Clin Cancer Res. 2007 Feb 1;13(3):958-64. doi: 10.1158/1078-0432.CCR-06-1974.
Eleven patients with progressive advanced malignancy after administration of a cancer vaccine received a fully human anti-CTLA-4 monoclonal antibody (ipilimumab). The primary end point was to determine drug toxicity. Tumor response, tumor-specific CD8+ T-cell immune responses, and modulation of CD4+ CD25+ FoxP3+ regulatory T-cell (Treg) numbers were secondary end points.
Three patients with colon cancer, four with non-Hodgkin's lymphoma, and four with prostate cancer were treated. The first dose was given at 3 mg/kg and subsequent doses were administered monthly at 1.5 mg/kg for a total of four cycles.
Tumor regression was observed in two patients with lymphoma; one of which obtained a partial response of 14-month duration. Ipilimumab was well tolerated with predominantly grade 1/2 toxicities. One drug-related grade 3 toxicity was observed. One patient died within 30 days of treatment due to progressive colon cancer. No increase in vaccine-specific T-cell responses was observed after therapy.
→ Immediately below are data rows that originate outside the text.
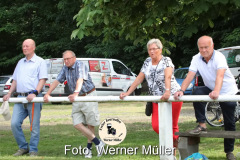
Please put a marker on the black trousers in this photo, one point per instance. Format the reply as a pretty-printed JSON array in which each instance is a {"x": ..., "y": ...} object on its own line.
[{"x": 228, "y": 109}]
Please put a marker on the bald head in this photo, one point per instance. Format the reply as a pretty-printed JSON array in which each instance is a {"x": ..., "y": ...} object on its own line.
[
  {"x": 206, "y": 47},
  {"x": 204, "y": 39},
  {"x": 28, "y": 48}
]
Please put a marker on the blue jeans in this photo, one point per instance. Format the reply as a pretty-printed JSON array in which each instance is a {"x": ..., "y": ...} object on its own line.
[
  {"x": 20, "y": 112},
  {"x": 228, "y": 109}
]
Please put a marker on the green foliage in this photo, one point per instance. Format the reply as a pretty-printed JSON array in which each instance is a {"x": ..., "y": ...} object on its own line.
[{"x": 49, "y": 23}]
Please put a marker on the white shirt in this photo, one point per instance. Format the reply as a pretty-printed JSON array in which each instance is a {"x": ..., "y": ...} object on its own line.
[
  {"x": 208, "y": 71},
  {"x": 156, "y": 78}
]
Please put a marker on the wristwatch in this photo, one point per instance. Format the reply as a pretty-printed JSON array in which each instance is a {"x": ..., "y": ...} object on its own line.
[
  {"x": 182, "y": 90},
  {"x": 34, "y": 92}
]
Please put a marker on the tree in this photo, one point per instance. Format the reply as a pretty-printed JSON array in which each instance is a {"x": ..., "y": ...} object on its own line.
[
  {"x": 49, "y": 23},
  {"x": 172, "y": 21}
]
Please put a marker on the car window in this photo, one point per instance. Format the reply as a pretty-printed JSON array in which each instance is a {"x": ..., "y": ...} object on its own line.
[
  {"x": 119, "y": 68},
  {"x": 181, "y": 73},
  {"x": 233, "y": 57},
  {"x": 3, "y": 80}
]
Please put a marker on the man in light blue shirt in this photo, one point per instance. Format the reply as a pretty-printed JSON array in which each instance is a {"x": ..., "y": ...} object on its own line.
[
  {"x": 83, "y": 113},
  {"x": 29, "y": 78}
]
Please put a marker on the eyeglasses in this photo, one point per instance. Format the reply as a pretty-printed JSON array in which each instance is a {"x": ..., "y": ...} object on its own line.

Tregs as detected by expression of CD4+CD25+CD62L+ declined at early time points but rebounded to levels at or above baseline values at the time of the next infusion.
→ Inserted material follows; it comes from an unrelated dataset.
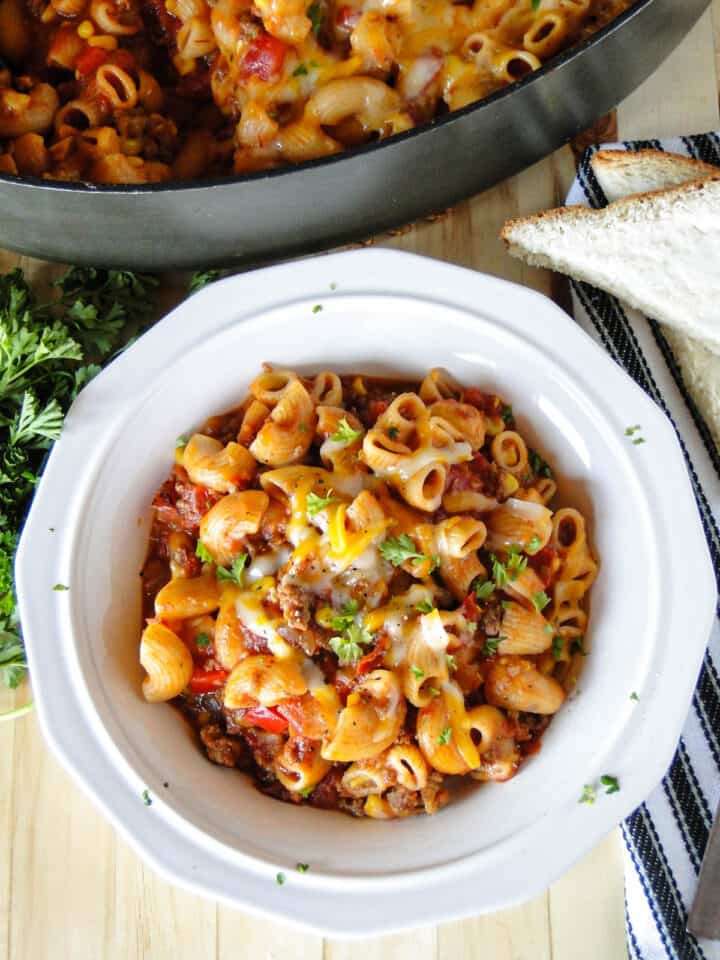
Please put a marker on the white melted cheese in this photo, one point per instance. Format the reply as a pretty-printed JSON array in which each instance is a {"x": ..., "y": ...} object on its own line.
[{"x": 459, "y": 452}]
Ipilimumab treatment depressed Treg numbers at early time points in the treatment cycle but was not accompanied by an increase in vaccine-specific CD8+ T-cell responses in these patients previously treated with a variety of investigational anticancer vaccines. A partial response was observed in one patient with follicular lymphoma. A phase I/II trial evaluating ipilimumab in patients with follicular lymphoma is currently ongoing.
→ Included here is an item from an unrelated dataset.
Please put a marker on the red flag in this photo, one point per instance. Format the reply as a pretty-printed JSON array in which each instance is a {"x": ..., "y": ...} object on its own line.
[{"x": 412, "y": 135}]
11例在接种癌症疫苗后出现进展性晚期恶性肿瘤的患者接受了全人源抗CTLA-4单克隆抗体(伊匹单抗)治疗。主要终点是确定药物毒性。肿瘤反应、肿瘤特异性CD8+T细胞免疫反应以及CD4+CD25+FoxP3+调节性T细胞(Treg)数量的调节是次要终点。
治疗了3例结肠癌患者、4例非霍奇金淋巴瘤患者和4例前列腺癌患者。首剂剂量为3mg/kg,随后每月给予1.5mg/kg,共4个周期。
2例淋巴瘤患者出现肿瘤消退;其中1例获得了持续14个月的部分缓解。伊匹单抗耐受性良好,主要为1/2级毒性。观察到1例与药物相关的3级毒性。1例患者在治疗后30天内死于进展性结肠癌。治疗后未观察到疫苗特异性T细胞反应增加。通过CD4+CD25+CD62L+表达检测到的Tregs在早期时间点下降,但在下一次输注时反弹至基线值或高于基线值的水平。
在这些先前接受过多种研究性抗癌疫苗治疗的患者中,伊匹单抗治疗在治疗周期的早期时间点降低了Treg数量,但并未伴随着疫苗特异性CD8+T细胞反应的增加。1例滤泡性淋巴瘤患者出现部分缓解。目前正在进行一项评估伊匹单抗治疗滤泡性淋巴瘤患者的I/II期试验。